In March 2026, the park was officially certified by Japan's Ministry of the Environment as a Rare Species Conservation Zoo. Only 27 facilities in Japan hold this certification. It covers 24 species kept at the park, including cheetahs, gorillas, and chimpanzees.

=== Animal Enrichment Programs===
・Cheetah Run ・・・The cheetah (Acinonyx jubatus) is the fastest land animal, capable of reaching speeds of approximately 110–120 km/h. As opportunities for high-speed running are limited in captivity, the park uses a lure system to encourage the cheetahs to sprint. Visitors can observe the animals' exceptional speed and agility during these sessions. The program is suspended during summer months.

・Lion Meat Catcher ・・・In the wild, lions use their forelimbs to overpower and restrain prey. To replicate this behavior, meat is suspended at height in the outdoor enclosure, encouraging the lions to rear up on their hind legs and strike at the food. This program serves as both an enrichment activity and a demonstration of natural predatory behavior.
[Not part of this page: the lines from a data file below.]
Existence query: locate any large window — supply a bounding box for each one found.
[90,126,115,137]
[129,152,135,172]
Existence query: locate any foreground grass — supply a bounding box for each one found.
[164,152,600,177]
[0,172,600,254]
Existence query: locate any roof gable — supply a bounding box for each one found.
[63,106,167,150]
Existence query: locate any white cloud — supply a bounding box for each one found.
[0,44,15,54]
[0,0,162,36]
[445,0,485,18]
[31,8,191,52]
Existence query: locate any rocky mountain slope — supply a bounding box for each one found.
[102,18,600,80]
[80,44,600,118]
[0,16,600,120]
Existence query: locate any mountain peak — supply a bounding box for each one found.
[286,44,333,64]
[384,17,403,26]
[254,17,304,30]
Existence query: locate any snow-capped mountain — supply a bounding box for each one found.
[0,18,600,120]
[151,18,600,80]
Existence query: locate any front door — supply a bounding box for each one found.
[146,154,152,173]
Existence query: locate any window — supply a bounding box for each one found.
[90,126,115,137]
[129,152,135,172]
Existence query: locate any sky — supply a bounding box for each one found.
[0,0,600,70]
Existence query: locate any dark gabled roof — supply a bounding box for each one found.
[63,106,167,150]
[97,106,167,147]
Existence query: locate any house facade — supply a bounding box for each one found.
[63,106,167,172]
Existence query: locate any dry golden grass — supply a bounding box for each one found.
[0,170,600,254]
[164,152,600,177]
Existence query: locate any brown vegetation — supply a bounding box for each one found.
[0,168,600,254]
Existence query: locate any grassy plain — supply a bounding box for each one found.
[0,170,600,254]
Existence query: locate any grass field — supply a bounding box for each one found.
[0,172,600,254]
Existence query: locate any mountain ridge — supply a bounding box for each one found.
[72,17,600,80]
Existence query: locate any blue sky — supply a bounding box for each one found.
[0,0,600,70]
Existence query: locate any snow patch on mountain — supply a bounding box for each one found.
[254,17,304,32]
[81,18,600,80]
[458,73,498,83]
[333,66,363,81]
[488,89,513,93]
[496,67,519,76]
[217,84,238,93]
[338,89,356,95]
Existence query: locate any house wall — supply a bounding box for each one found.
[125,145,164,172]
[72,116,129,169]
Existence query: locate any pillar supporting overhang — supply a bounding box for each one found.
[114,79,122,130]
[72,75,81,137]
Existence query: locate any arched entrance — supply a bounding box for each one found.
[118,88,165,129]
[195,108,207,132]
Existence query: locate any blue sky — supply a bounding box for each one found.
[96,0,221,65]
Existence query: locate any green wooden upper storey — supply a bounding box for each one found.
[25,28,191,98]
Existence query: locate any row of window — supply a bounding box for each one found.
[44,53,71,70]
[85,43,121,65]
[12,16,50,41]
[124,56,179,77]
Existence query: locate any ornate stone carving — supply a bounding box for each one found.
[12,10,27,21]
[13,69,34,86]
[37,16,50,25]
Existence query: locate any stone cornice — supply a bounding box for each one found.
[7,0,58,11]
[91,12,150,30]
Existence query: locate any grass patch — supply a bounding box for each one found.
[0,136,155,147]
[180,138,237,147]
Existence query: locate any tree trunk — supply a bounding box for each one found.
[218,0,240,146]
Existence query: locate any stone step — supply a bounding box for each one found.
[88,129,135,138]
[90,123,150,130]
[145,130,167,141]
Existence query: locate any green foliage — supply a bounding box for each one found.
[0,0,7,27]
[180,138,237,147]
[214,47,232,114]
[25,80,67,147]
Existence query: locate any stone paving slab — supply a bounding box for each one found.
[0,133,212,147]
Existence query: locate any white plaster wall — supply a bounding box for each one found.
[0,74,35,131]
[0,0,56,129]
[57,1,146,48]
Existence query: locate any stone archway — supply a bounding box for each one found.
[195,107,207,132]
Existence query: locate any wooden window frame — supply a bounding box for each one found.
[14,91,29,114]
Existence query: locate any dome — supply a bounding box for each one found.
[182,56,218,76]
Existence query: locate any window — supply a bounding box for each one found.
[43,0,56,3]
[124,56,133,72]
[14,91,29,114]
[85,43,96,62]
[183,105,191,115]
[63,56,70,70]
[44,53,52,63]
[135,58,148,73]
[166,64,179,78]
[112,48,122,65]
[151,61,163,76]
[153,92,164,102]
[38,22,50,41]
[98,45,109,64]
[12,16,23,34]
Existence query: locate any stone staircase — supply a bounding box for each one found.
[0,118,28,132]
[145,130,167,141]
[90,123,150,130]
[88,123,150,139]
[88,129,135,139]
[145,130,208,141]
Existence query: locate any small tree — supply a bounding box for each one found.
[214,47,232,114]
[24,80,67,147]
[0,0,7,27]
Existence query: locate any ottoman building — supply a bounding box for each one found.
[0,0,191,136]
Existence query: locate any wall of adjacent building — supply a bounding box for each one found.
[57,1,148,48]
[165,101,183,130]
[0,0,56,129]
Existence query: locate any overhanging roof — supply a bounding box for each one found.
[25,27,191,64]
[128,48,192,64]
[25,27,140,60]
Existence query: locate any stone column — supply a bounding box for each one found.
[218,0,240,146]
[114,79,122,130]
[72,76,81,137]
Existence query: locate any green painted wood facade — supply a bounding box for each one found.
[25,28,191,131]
・Egyptian Vulture Egg-Cracking Event・・・The Egyptian vulture is one of the few bird species known to use tools. In the wild, individuals have been documented using rocks to break open ostrich eggs to access their contents — a behavior regarded as evidence of advanced cognitive ability. In spring, the park places ostrich eggs in the Egyptian vulture's enclosure, where visitors may observe the bird repeatedly striking the eggs with stones held in its beak. Note that the eggs are not always successfully broken.

== Cherry Blossoms==
The park is well known as a cherry blossom spot in Chiba City. About 580 cherry trees of more than ten varieties grow throughout the park. The season starts in early March with Kawazu cherry trees (Prunus campanulata). From late March to early April, Yoshino cherry trees (Somei Yoshino), Yoko, Yaebeni-shidare, and Oshima cherry trees come into bloom. From mid to late April, varieties such as Chihara cherry, Ichihara Toranoo, Kanzan, and Fugenzo flower in turn. This long season allows visitors to enjoy cherry blossoms from early spring through late April. Visitors can watch the animals and cherry blossoms at the same time.

== ACCESS ==
The park is easy to reach from Tokyo, Chiba Station, and Narita Airport. The nearest station is Dobutsukoen Station (動物公園)　on the Chiba Urban Monorail Line 2. The main gate is a one-minute walk from the station through a covered walkway.

・From Tokyo Station
Take the JR Chūō-Sōbu Line from Tokyo Station to Chiba Station (about 40 or 50 minutes). Then transfer to the Chiba Urban Monorail Line 2 and ride to Dobutsukoen Station (about 12 minutes). Total travel time is about 55 minutes.

・From Chiba Station
Take the Chiba Urban Monorail Line 2 from Chiba Station to Dobutsukoen Station. The ride takes about 12 minutes.

・From Narita Airport
Take the JR Narita Line from Narita Airport Station to Chiba Station (about 60 minutes). Then transfer to the Chiba Urban Monorail Line 2 to Dobutsukoen Station (about 12 minutes). Total travel time is about 75 minutes.

・From Kyoto Station
Take the Tokaido Shinkansen from Kyoto Station to Tokyo Station (about 3hours). Then take the JR Chūō-Sōbu Line to Chiba Station (about 40 minutes). Transfer to the Chiba Urban Monorail Line 2 and ride to Dobutsukoen Station (about 12 minutes). Total travel time is about 3 hours.

==Admission and Hours==
The park is open from 9:30 AM to 4:30 PM (last entry at 4:00 PM). It is closed every Wednesday and from December 29 to January 1. Admission is ¥800 for adults (high school students and older). Children in junior high school and younger enter for free.　Tickets can be bought at the gate or online in advance. Online tickets are valid for three months from the date of purchase.A typical visit takes about 2 to 3 hours.

== Visitors ==
The park attracts about 560,000 to 580,000 visitors each year. In fiscal year 2023, 572,619 people visited the park. In fiscal year 2024, the number was 562,037. It celebrated its 40th anniversary in April 2025. Since opening, the park has welcomed over 27 million visitors in total.

== Nearby Attractions ==
The park makes a good base for exploring Chiba City. From Chiba Station, visitors can ride the world's longest suspended monorail to reach the park or continue to Chiba Port Park, which overlooks Tokyo Bay. Tokyo Disney Resort is about 50 minutes away by train. Makuhari Messe, a major convention and events venue, is also nearby.